Unrealistic growth expectations
The government has suggested that the economic growth for this year will be zero and next year the economy will contract by 0.5 per cent. Swan claims that the economy will return to 4.5 per cent growth by 2011-12 which is highly unlikely.
These estimates are extremely optimistic and are based on the assumption that China’s growth will improve dramatically over the next few years. The reality is that China is heavily dependant on exports to the US. Any increase in growth will be dependant on the strength of the US economy which at the moment is on very shaky ground.
The budget saw tax cuts but once again it was the rich who get the biggest tax cut of all. The government kept these cuts to ‘maintain election promises’, yet is quite willing to break election promises when it comes to industrial relations. For those on annual incomes above $180,000 they will receive an extra $41 a week but taxpayers on less than $30,000 will pocket no more than $3. This is a slap in the face to low income earners.

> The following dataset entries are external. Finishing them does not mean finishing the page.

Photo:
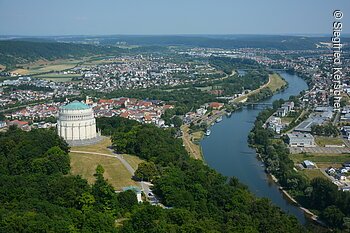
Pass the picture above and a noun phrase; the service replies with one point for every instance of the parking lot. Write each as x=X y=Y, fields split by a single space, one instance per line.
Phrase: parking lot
x=319 y=150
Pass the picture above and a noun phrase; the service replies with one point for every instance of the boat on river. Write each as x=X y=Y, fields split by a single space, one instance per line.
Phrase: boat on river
x=219 y=120
x=208 y=132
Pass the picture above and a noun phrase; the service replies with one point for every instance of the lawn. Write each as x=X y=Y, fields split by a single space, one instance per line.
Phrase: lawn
x=312 y=173
x=322 y=141
x=115 y=172
x=103 y=147
x=275 y=83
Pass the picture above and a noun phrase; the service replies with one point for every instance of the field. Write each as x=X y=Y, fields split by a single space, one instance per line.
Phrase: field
x=322 y=160
x=322 y=141
x=115 y=172
x=275 y=83
x=103 y=147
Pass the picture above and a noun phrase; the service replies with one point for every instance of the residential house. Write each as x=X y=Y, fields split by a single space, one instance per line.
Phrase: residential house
x=301 y=140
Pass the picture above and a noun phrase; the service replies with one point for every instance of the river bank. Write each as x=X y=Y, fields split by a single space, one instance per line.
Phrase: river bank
x=191 y=139
x=227 y=149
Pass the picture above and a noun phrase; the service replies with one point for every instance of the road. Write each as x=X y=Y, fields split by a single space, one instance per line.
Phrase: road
x=320 y=150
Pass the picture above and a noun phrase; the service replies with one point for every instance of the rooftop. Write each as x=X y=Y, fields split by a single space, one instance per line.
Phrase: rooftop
x=76 y=105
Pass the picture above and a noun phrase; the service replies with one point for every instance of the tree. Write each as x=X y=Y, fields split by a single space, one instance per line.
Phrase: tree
x=127 y=200
x=333 y=216
x=103 y=192
x=146 y=171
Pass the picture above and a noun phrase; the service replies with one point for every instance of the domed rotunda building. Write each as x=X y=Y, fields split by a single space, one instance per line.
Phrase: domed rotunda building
x=76 y=123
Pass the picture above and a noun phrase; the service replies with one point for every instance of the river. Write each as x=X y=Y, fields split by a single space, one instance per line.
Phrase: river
x=227 y=150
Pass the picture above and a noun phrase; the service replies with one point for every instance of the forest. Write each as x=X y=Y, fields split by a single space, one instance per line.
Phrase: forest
x=198 y=199
x=320 y=194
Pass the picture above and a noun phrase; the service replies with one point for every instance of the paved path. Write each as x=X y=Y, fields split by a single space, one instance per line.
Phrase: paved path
x=118 y=156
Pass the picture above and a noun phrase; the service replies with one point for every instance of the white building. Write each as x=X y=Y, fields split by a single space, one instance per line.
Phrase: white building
x=76 y=122
x=301 y=140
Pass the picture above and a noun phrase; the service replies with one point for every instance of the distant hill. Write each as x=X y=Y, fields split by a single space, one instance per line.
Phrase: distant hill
x=17 y=52
x=210 y=41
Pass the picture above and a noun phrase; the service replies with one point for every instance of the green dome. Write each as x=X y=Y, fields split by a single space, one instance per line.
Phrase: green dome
x=76 y=105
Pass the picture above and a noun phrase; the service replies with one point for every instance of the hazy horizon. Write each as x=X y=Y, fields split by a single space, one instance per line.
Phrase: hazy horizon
x=162 y=17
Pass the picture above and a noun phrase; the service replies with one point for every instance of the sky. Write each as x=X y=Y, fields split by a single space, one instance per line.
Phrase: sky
x=160 y=17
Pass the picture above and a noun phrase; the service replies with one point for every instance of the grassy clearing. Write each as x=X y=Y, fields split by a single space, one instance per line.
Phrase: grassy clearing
x=322 y=141
x=103 y=147
x=115 y=172
x=275 y=82
x=313 y=173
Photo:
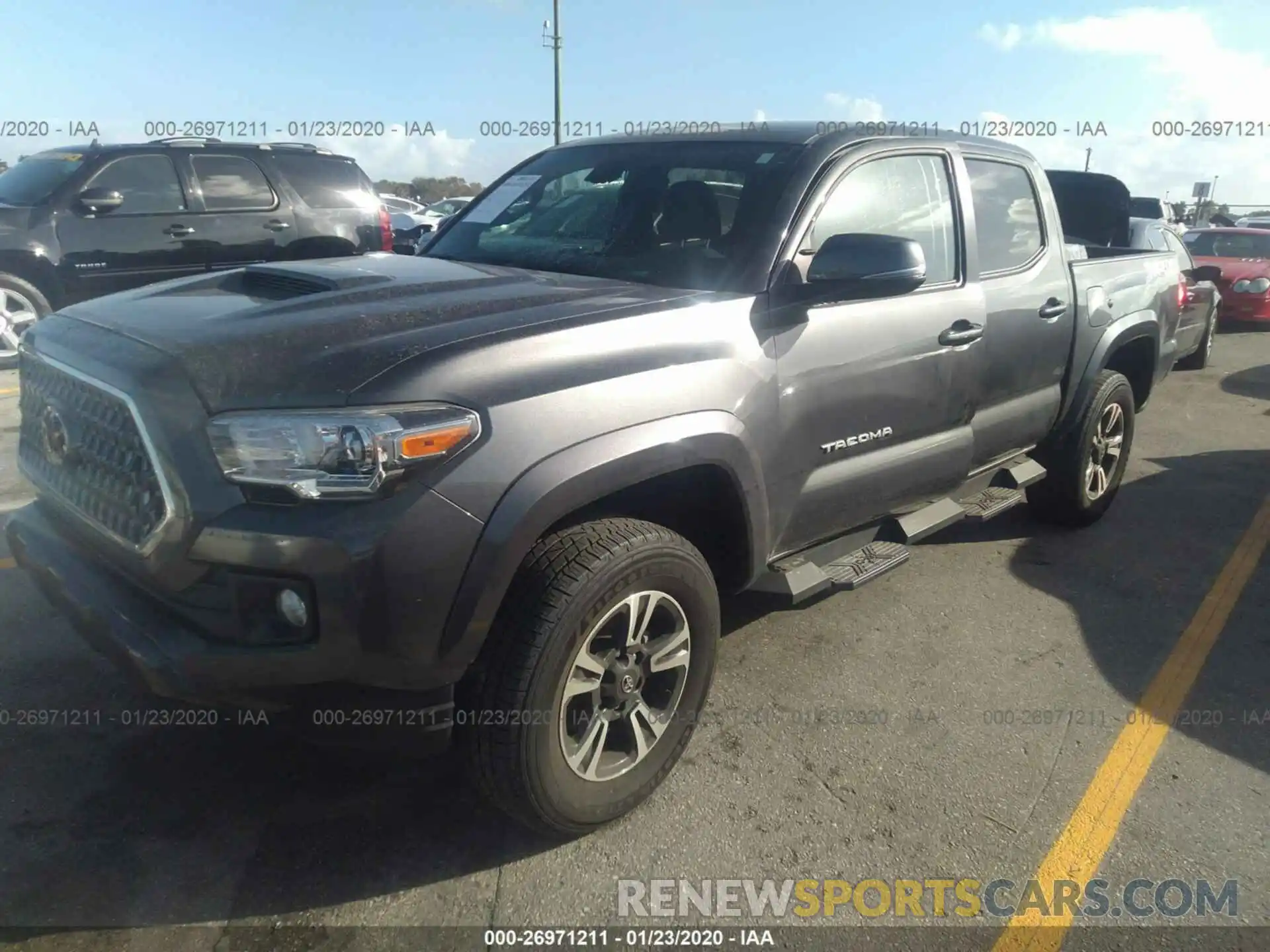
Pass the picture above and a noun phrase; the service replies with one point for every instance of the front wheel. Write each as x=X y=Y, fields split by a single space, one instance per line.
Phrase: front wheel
x=21 y=305
x=593 y=676
x=1085 y=467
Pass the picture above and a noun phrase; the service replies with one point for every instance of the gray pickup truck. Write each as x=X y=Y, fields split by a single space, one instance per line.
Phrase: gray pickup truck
x=491 y=495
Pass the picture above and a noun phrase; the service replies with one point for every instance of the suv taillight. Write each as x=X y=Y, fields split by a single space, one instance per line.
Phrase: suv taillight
x=385 y=230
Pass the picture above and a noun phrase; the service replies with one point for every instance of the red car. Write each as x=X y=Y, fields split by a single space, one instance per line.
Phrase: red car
x=1244 y=257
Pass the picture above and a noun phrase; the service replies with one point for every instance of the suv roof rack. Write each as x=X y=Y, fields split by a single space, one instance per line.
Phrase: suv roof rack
x=305 y=146
x=175 y=140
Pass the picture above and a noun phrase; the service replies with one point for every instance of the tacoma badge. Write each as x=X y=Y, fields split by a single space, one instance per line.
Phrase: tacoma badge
x=857 y=441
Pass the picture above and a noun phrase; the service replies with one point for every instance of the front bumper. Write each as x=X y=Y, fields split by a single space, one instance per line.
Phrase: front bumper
x=375 y=660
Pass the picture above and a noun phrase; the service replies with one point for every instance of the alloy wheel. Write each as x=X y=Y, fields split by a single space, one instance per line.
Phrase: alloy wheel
x=17 y=314
x=624 y=686
x=1104 y=451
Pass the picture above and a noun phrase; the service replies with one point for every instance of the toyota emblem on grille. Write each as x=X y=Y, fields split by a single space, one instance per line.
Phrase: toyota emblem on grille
x=58 y=444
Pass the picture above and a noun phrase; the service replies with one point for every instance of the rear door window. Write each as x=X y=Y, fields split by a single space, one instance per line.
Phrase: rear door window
x=327 y=182
x=232 y=183
x=1006 y=215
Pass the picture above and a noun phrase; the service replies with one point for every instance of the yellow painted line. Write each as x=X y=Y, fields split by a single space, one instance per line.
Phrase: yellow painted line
x=1079 y=851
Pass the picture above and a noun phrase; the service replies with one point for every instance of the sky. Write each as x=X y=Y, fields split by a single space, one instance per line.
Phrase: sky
x=480 y=66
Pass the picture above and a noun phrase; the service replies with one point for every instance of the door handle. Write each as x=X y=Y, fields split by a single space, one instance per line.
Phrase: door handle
x=1052 y=309
x=962 y=333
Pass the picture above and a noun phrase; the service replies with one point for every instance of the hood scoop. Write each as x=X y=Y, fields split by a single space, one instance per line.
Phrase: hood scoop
x=281 y=284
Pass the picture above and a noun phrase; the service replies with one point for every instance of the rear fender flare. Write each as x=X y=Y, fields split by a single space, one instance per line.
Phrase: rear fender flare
x=1130 y=327
x=581 y=475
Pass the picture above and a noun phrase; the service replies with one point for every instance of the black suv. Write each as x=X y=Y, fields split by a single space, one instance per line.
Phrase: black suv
x=83 y=221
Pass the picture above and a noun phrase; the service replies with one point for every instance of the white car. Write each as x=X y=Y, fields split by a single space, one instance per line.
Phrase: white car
x=405 y=214
x=444 y=210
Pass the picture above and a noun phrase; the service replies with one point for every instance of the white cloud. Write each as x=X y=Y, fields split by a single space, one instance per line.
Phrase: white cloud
x=402 y=157
x=1183 y=87
x=1003 y=38
x=854 y=110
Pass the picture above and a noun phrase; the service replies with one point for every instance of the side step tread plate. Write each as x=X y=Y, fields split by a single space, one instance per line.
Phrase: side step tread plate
x=865 y=564
x=992 y=502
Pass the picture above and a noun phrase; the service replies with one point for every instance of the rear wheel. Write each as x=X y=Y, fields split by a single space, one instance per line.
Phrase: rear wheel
x=21 y=306
x=1086 y=466
x=593 y=676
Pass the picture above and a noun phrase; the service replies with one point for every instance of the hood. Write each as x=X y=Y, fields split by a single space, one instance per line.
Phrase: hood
x=15 y=222
x=1093 y=207
x=312 y=333
x=1238 y=268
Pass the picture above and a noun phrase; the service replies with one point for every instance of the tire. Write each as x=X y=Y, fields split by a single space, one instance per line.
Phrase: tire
x=22 y=303
x=509 y=719
x=1066 y=496
x=1199 y=360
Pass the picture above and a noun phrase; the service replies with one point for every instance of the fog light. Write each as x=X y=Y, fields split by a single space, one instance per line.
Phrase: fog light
x=292 y=607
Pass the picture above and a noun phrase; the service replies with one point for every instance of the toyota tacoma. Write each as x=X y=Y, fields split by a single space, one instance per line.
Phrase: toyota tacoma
x=492 y=494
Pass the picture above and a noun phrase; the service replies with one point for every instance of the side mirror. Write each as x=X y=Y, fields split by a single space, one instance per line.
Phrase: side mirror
x=867 y=266
x=99 y=200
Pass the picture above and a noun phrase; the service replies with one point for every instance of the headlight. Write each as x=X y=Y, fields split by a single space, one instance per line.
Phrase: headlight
x=338 y=454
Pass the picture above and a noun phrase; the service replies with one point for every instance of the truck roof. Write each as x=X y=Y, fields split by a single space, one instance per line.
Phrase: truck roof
x=800 y=132
x=198 y=143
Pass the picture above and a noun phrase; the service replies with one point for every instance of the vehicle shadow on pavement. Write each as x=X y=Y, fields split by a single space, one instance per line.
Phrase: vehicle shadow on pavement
x=175 y=825
x=1253 y=382
x=1138 y=576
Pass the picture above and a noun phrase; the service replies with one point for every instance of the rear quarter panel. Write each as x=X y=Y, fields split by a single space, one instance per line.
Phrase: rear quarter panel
x=1121 y=299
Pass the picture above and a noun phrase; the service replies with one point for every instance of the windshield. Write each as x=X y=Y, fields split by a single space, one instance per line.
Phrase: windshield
x=1228 y=244
x=36 y=177
x=448 y=207
x=681 y=215
x=1146 y=208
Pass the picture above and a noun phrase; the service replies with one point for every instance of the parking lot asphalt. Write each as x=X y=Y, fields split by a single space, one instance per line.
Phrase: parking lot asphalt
x=136 y=829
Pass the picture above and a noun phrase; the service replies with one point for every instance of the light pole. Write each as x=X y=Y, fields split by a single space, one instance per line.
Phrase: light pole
x=553 y=42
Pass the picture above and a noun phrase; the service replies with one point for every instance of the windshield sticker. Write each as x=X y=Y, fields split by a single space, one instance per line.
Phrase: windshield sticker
x=497 y=201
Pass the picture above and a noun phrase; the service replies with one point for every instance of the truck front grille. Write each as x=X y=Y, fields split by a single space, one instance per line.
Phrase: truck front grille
x=81 y=444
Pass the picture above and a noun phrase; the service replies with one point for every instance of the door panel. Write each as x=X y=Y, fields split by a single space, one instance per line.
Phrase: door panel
x=1199 y=300
x=874 y=409
x=1031 y=317
x=142 y=241
x=864 y=368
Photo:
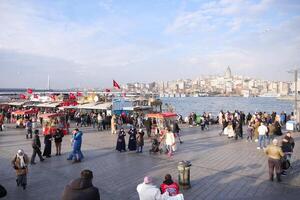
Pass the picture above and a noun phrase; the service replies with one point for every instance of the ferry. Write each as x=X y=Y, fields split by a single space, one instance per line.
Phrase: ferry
x=270 y=95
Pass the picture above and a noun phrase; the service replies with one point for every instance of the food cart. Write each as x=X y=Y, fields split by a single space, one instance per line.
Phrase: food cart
x=161 y=120
x=53 y=121
x=20 y=116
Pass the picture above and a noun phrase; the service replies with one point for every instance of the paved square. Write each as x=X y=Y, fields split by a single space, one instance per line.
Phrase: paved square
x=221 y=168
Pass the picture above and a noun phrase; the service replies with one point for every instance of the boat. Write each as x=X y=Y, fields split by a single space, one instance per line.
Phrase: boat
x=270 y=95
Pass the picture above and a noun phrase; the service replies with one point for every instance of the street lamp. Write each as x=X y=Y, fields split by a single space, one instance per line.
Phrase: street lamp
x=295 y=71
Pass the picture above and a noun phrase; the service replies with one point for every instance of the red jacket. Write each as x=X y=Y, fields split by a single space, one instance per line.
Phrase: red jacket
x=173 y=189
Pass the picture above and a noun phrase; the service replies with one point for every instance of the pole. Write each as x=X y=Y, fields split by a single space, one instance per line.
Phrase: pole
x=296 y=95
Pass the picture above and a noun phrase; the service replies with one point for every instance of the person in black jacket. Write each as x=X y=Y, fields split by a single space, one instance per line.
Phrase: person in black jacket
x=288 y=145
x=3 y=191
x=48 y=145
x=36 y=146
x=176 y=130
x=81 y=188
x=58 y=140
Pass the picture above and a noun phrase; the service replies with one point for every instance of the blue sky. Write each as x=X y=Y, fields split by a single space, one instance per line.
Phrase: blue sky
x=89 y=43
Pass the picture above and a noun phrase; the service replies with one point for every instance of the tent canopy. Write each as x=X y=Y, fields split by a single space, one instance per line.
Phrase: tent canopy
x=95 y=106
x=24 y=112
x=48 y=105
x=162 y=115
x=51 y=115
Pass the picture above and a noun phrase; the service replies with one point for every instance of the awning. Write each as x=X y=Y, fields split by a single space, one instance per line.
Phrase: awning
x=162 y=115
x=137 y=108
x=67 y=107
x=16 y=103
x=95 y=106
x=51 y=115
x=48 y=105
x=24 y=112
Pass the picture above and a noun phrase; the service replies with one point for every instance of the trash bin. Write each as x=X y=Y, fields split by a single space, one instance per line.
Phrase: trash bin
x=184 y=174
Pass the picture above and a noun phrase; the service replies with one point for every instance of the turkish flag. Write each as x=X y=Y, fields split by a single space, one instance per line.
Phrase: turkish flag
x=72 y=96
x=29 y=91
x=53 y=97
x=22 y=96
x=116 y=85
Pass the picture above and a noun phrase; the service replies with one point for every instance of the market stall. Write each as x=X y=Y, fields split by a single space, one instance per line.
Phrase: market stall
x=21 y=116
x=162 y=120
x=53 y=121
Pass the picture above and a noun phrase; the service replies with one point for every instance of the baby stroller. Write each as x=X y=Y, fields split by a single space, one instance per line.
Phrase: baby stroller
x=155 y=147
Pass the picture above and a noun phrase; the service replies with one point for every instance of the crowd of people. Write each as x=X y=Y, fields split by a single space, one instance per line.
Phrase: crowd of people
x=261 y=127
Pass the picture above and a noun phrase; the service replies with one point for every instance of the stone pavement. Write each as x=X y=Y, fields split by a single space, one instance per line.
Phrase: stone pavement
x=221 y=168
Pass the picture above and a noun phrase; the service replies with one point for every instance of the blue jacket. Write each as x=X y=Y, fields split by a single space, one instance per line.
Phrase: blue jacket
x=77 y=140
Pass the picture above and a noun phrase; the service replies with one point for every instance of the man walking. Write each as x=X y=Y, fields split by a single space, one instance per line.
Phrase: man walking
x=28 y=126
x=274 y=153
x=36 y=146
x=76 y=144
x=176 y=130
x=262 y=132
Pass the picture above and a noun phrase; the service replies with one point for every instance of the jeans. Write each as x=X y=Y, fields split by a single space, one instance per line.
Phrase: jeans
x=139 y=149
x=38 y=152
x=77 y=154
x=270 y=139
x=262 y=141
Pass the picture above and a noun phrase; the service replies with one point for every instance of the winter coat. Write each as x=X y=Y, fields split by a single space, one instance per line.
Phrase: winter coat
x=140 y=138
x=36 y=142
x=16 y=163
x=77 y=137
x=80 y=189
x=170 y=138
x=58 y=136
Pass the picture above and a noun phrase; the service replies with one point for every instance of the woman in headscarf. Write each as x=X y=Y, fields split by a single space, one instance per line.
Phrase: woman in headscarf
x=132 y=139
x=20 y=164
x=140 y=141
x=47 y=141
x=170 y=141
x=121 y=146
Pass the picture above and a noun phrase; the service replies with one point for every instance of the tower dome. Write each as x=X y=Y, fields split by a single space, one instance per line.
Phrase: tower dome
x=228 y=73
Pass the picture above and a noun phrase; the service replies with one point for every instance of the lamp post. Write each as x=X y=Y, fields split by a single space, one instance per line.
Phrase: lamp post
x=296 y=94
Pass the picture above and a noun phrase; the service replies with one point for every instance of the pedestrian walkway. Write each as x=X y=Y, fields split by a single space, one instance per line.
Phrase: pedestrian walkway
x=221 y=168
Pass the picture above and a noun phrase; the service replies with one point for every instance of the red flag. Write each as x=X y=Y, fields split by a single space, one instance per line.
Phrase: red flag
x=79 y=94
x=29 y=91
x=53 y=96
x=116 y=85
x=22 y=96
x=72 y=96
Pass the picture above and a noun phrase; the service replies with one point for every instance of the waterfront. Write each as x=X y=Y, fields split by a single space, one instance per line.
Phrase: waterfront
x=184 y=106
x=221 y=168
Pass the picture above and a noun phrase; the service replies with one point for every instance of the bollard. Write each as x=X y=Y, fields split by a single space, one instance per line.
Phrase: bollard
x=184 y=174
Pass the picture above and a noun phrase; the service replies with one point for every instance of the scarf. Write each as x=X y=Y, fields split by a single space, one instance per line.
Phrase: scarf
x=22 y=161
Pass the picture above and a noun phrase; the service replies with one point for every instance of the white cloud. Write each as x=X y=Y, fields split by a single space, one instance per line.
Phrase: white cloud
x=212 y=14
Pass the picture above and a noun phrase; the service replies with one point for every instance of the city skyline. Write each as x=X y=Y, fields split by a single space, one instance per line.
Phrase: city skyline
x=87 y=45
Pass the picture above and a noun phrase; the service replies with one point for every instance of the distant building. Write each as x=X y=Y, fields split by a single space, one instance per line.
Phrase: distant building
x=228 y=73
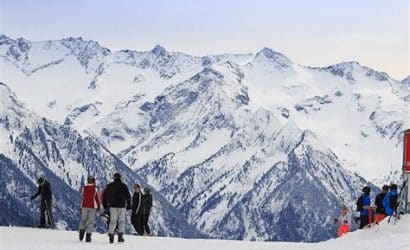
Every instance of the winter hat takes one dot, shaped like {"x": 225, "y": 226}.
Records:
{"x": 41, "y": 181}
{"x": 366, "y": 190}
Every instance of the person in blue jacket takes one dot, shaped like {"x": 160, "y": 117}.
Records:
{"x": 366, "y": 211}
{"x": 390, "y": 201}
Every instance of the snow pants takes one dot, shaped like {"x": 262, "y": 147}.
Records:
{"x": 145, "y": 226}
{"x": 87, "y": 219}
{"x": 136, "y": 220}
{"x": 117, "y": 216}
{"x": 46, "y": 211}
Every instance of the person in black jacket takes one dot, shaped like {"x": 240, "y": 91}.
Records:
{"x": 117, "y": 197}
{"x": 136, "y": 215}
{"x": 380, "y": 210}
{"x": 44, "y": 190}
{"x": 146, "y": 204}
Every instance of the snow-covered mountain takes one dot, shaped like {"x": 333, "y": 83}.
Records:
{"x": 33, "y": 146}
{"x": 243, "y": 146}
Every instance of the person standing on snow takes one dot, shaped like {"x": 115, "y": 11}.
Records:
{"x": 90, "y": 205}
{"x": 344, "y": 220}
{"x": 146, "y": 205}
{"x": 365, "y": 208}
{"x": 390, "y": 201}
{"x": 44, "y": 189}
{"x": 117, "y": 197}
{"x": 380, "y": 211}
{"x": 136, "y": 215}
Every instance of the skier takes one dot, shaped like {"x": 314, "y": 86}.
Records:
{"x": 136, "y": 215}
{"x": 380, "y": 211}
{"x": 117, "y": 197}
{"x": 344, "y": 220}
{"x": 105, "y": 215}
{"x": 366, "y": 209}
{"x": 390, "y": 201}
{"x": 44, "y": 189}
{"x": 89, "y": 206}
{"x": 146, "y": 204}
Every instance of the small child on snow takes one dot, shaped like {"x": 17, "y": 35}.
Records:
{"x": 344, "y": 220}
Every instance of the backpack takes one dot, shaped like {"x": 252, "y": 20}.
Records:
{"x": 359, "y": 204}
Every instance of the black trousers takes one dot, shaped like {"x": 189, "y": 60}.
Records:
{"x": 364, "y": 220}
{"x": 145, "y": 226}
{"x": 136, "y": 220}
{"x": 46, "y": 211}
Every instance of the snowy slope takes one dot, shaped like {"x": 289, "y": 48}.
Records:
{"x": 33, "y": 146}
{"x": 240, "y": 145}
{"x": 395, "y": 237}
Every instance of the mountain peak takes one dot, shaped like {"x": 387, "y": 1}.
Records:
{"x": 273, "y": 56}
{"x": 5, "y": 39}
{"x": 158, "y": 50}
{"x": 406, "y": 80}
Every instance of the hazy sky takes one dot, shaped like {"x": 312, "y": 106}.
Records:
{"x": 310, "y": 32}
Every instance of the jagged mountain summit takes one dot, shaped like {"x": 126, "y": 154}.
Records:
{"x": 242, "y": 146}
{"x": 33, "y": 146}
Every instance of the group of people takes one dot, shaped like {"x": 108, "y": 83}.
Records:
{"x": 386, "y": 203}
{"x": 115, "y": 199}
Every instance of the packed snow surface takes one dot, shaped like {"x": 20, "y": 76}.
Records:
{"x": 387, "y": 236}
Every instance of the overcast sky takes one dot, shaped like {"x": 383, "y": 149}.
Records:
{"x": 310, "y": 32}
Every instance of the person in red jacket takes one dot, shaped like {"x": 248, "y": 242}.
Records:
{"x": 89, "y": 206}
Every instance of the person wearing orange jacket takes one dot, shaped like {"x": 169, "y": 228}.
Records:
{"x": 89, "y": 206}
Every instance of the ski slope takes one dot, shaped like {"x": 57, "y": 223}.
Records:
{"x": 387, "y": 236}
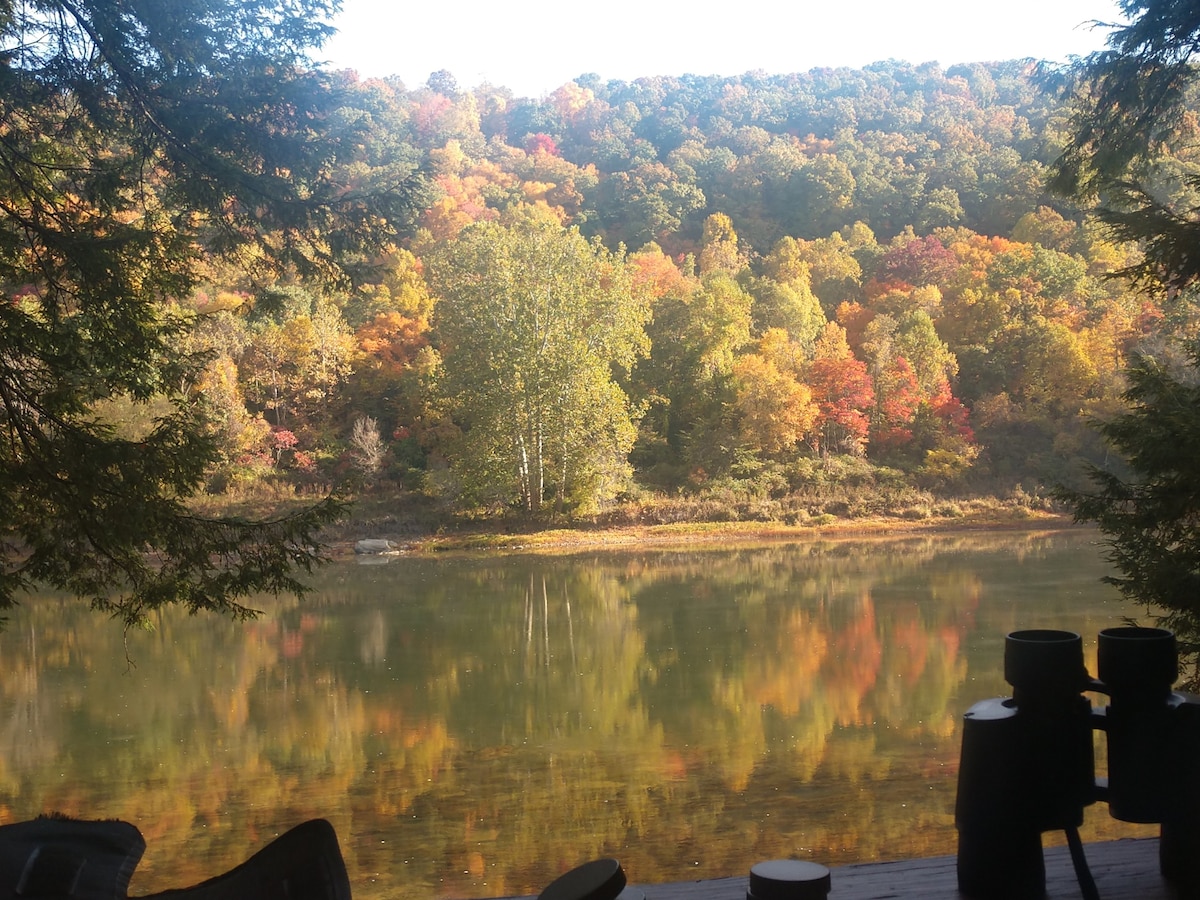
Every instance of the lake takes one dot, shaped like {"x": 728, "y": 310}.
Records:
{"x": 474, "y": 726}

$22 billion was pledged for infrastructure spending but some of this has already been earmarked for existing projects. Swan claims this will lead to the creation of thousands of jobs but it will be the private construction companies who will benefit the most. Building and construction stocks surged after the announcement in anticipation of a massive profit windfall.
Propping up profits
The reality is that the Labor government spent the budget surplus and more on stimulus packages that were largely aimed at propping up company profits. The big banks and car companies as well as retail and construction bosses have been the real beneficiaries’ not ordinary people. Not one employer has been forced to protect jobs despite all the rhetoric.
Low income earners, sole parents, the unemployed and youth have all been left behind in this budget. The measures outlined by Labor are aimed at protecting profits and making ordinary people pay for a crisis that they did not create. The only way out of this mess is to replace the failed capitalist system with a planned and democratic socialist system that puts people before profits and provides for all.